Attiré par tout ce qu’il y a de meilleur dans la vie (fils de musicien, il est lui-même à ses heures, saxophoniste), Alain Passard a finalement opté pour une cuisine savamment rythmée, peut-être parce que dit-il : « Je suis né dans un village gourmand ».
Après La Guerche-de-Bretagne (Ille-et-Vilaine) en 1956, on le suit sur la piste des étoiles. A 14 ans, il oeuvre sous la direction de Michel Kerever à L’Hotellerie du Lion d’Or (Liffré), de Gaston Boyer à Reims en 1976/77 (La Chaumière), Entre 1980 et 1984, on le trouve au Duc d’Enghien, En 1986, il achète le restaurant d’ Alain Senderens, L’Archestrate, et le rebaptise L’Arpège. Sur cette trajectoire il a décroché trois étoiles et reçu 19/20 au Gault et Millau.
La date qui nous importe aujourd’hui c’est 2001 :
L’année où il décide de mettre le légume au piano. On ignore quel tempo mystérieux relie les hommes, les concepts, les mots. Mais c’est un fait : en cuisine la mandoline sert à tailler les légumes en tranches plus ou moins épaisses.
Plus difficile d’être cuisinier que rôtisseur selon Brillat-Savarin… Encore plus difficile de faire du légume le centre du plat : il faut qu’il soit d’une qualité irréprochable. Sans doute est-ce pour cela qu’Alain Passard a voulu faire cultiver ses légumes le plus naturellement possible.
Trois jardins et douze jardiniers sur trois départements : une véritable empreinte du terroir.
Plus deux ânes, deux juments, des vaches, des poules, une chèvre…
Quarante tonnes à l’année, une production 100% naturelle et un restaurant parisien autonome pour ses légumes aromates et petits fruits rouges et noirs.
2002: premier potager à Fillé sur Sarthe, domaine du Gros-Chesnay, près du Mans, un sol sableux particulièrement favorable aux carottes, asperges petits pois poireaux…
Le Bois Giroult labellisé AB, acquis dans l’Eure en 2005, produit la plus grande partie de fruits rouges ( le sol argileux convenant par ailleurs aux rutabaga, pomme de terre, céleri rave et chou.)

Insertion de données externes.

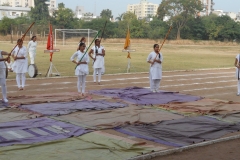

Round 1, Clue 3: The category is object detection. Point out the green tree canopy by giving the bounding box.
[157,0,202,39]
[100,9,113,19]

Le petit dernier, né pour L’Arpège en 2008, appellation des Porteaux, face à la baie du Mont Saint- Michel bénéficie d’un sol riche en alluvions, propice aux herbes aromatiques.
Partout le même souci de l’environnement et des écosystèmes : des haies bocagères d’essences locales pour abriter du vent, des traitements à base de macérations de plantes, des auxiliaires indigènes : insectes batraciens oiseaux, les perce oreilles nichant dans leurs pots en terre entre deux festins de pucerons. Et, très emblématique, puisqu’ Alain Passard se verrait bien dans sa peau lors d’une vie future, le cheval, qui tracte une charrue attentionnée pour le sol.
Un répertoire qui pourrait sembler classique, des recettes inspirées par les quatre saisons :
Printemps : Mesclun, Petits pois, Pois gourmands, Asperges, Radis, Ail nouveau, Pomme de terre primeurs, Carottes nouvelles, Aromatiques, Fruits rouges, Fleurs, Alliaire, Ortie, Epinards, Echalotes nouvelles, Oignons nouveaux
Eté : tomates et tomates cerises courgettes aubergines concombre melon fruits rouges haricots ail oignons doux poivron basilic
Automne : Pâtissons épinards potimarrons céleris raves endives mâche salsifis rutabaga chou-fleur chou vert navet
Hiver : radis et navet d’hiver panais topinambour salade carottes poireaux chou de Bruxelles.
Pour un esprit curieux comme celui d’Alain Passard, le tout légume n’est sans doute pas une vocation définitive ; cependant il lui prédit un avenir brillant : « « Aujourd’hui, sur un cumul de 6 hectares, avec une brigade de douze jardiniers, nous parlons de la carotte ou de la betterave comme on parle du Chardonnay ou du Cabernet Franc et nous cultivons ce désir de faire du légume un Grand Cru ! »
Même si sa créativité l’incite un jour à varier ses orientations en cuisine, gageons que le jardin qu’il voit dit-il dans le fond de ses casseroles, restera une vraie passion.